Over the Rainbow

I dug a stray piece of chunky glitter out of the corner of my eye, squeezed it shut, and opened. For a moment, there were only streaks of color: black, pink, gold. I was standing in the midst of thousands of people dressed in the colors suggested by the organizers of the first ever Queer Liberation March. It was June 30 in New York City, exactly 50 years after the Stonewall Riots. 

One avenue over, New York City was hosting “World Pride”— every two years, World Pride is held in a new city, kind of like the Olympics. In Manhattan, the biggest parade of rainbows yet drew out millions of people. My friends and I had devised a best-of-both-worlds plan: we’d spend the morning spent marching in protest at the QLM, then meet other friends that afternoon at the mainstream Pride parade to celebrate and collect free condoms and Capital One Bank rainbow phone wallets. 

Once we arrived at the March that morning, however, I didn’t want to leave. People in outfits that could only be described as protest art filled the streets: jean jackets embroidered with the names of transgender women of color murdered that year alone,  meticulously painted “ACAB” makeup paired with elaborate drag outfits, spray painted “gays against guns” tee shirts. My friends and I took a spot in the lineup next to a group with a banner reading “No Pride for some of us without Liberation for all of us.” We chanted, sang, and marched. I recognized signs with vintage slogans from the first Christopher Street Liberation Day Parade in 1970.

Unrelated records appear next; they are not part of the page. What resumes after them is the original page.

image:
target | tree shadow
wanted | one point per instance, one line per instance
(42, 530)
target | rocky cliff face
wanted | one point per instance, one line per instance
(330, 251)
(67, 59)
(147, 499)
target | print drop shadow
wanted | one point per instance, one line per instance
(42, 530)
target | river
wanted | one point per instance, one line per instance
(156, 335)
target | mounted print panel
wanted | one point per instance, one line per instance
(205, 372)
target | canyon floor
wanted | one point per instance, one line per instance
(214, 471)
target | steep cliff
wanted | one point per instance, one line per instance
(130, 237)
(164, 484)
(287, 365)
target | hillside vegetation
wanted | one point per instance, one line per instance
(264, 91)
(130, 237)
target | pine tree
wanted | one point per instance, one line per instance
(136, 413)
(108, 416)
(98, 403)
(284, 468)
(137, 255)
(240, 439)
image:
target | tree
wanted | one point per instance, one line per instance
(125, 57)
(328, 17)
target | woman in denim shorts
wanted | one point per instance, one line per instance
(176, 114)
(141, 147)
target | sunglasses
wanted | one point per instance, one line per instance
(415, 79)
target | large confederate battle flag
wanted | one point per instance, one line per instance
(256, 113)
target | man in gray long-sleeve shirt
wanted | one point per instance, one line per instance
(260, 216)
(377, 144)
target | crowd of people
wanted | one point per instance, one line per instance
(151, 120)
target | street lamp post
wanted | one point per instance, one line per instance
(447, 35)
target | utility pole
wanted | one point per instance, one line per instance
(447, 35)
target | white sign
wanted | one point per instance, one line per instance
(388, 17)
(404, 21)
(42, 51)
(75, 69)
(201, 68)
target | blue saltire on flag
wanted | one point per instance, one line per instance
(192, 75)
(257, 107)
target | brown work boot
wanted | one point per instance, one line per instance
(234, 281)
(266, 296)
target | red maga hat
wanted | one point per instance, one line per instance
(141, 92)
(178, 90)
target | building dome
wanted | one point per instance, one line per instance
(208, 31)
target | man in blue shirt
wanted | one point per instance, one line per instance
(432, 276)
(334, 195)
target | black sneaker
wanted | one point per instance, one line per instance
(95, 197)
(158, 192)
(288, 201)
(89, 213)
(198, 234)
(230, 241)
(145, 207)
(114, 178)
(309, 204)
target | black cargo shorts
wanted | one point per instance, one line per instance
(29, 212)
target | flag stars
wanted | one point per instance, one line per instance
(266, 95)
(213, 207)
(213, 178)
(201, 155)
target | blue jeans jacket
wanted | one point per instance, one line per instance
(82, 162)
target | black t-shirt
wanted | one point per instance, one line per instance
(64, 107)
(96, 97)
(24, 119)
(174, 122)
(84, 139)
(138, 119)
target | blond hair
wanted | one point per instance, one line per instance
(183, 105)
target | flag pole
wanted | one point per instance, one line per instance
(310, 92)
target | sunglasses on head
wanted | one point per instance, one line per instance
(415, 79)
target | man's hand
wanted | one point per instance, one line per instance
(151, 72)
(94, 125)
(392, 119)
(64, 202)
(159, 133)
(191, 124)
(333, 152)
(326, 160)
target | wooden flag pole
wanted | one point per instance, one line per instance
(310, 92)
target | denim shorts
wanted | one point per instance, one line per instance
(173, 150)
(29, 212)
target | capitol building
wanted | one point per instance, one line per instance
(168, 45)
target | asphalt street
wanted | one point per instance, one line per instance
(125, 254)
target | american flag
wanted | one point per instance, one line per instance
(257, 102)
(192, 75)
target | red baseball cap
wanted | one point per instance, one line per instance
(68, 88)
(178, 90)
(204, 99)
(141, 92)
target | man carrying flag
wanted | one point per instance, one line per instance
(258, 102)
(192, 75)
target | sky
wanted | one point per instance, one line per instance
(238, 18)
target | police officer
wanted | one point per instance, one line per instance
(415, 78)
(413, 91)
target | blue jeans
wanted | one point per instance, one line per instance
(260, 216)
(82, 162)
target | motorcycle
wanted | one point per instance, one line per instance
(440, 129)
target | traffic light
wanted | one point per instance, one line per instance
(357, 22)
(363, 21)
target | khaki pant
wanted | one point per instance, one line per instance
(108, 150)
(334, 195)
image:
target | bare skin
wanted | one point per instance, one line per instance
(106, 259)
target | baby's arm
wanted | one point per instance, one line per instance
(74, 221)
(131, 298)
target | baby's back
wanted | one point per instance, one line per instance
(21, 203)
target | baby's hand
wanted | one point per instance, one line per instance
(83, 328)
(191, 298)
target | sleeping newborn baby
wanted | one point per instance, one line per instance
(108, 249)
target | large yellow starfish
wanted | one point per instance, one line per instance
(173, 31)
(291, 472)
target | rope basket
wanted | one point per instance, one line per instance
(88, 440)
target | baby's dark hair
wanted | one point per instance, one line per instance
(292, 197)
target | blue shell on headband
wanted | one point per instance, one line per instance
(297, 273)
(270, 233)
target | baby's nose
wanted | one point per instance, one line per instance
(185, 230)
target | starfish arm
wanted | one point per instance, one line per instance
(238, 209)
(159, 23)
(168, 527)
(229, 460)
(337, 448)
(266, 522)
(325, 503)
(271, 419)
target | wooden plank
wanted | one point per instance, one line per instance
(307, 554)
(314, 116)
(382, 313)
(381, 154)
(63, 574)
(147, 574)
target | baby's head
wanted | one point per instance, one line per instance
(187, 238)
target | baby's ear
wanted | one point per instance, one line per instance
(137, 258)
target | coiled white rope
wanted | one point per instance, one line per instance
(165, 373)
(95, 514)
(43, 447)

The marchers hadn’t registered for the event; no cumbersome check-ins or barricades had been set up. Forty thousand people simply organized and congregated at the famous Stonewall Inn and walked all the way uptown on Sixth Avenue. This was intentional: we followed the original route of the 1970 march and travelled in the opposite direction of the 2019 Pride Parade (The Parade, Pride™, of course, travels downtown on Fifth Ave, best known for its expensive shopping). At intersections, volunteers in official shirts linked arms to prevent traffic from colliding with demonstrators in a show of support and solidarity. The activist collective that organized the event, Reclaim Pride Coalition, has a website which explains: “We March in our communities’ tradition of resistance against police, state, and societal oppression, a tradition that is epitomized and symbolized by the 1969 Stonewall Rebellion.” They did not seek official recognition by the City or the false “protection” of police presence. They chose instead to return to the classic call to action: “Out of the sidewalks, into the streets.” 

We reluctantly left the March and arrived at World Pride. When we got there, barricades kept us from joining the parade and forced spectators to congregate on the sidewalks in huge crowds. NYPD officers not only guarded the barricades, directing us through circuitous routes to simply cross the street, but were marching themselves. Cop cars with details repainted in rainbow drove along behind a corporate float that threw freebies (flags, whistles, basically any rainbow-covered object) onto the sidewalks. This was unsettling, especially given that the Stonewall Riots, supposedly honored that year by the theme “World Pride: Stonewall 50,” were riots directed against police raids. Homophobic, transphobic, and racist officers of the NYPD had been the cause of the original revolution; now they were in it. The Riots were about liberation from an actively violent State and system.  The Queer Liberation March foregrounds Liberation. The Pride Parade is now generic, largely apolitical, and commodified.

Attending Pride after the QLM felt different from previous years; it felt empty. Beyond the sea of rainbows that, yes, was beautiful, there was nothing but a terrible irony. Almost every float in the parade belonged to a corporation. T-Mobile had a hot pink float, and one person in a rainbow “T” shirt ran to the barricade with a tiny flag emblazoned with the logo in the left corner. They smiled at me expectantly, and I accepted it. I wanted it to feel like taking a gift from a friend, to go home and place it on my corkboard as a memento, but it only felt like a symbol of complacency. I was being bought. I stared at the floats of unreasonably happy people, celebrating a sanitized idea of progress that I couldn’t help but see as false and incomplete. Pride™ seemed content to ignore the unresolved issues my community faces. The Queer Liberation March confronted them head on, in both celebration and anger. That was something to be proud of.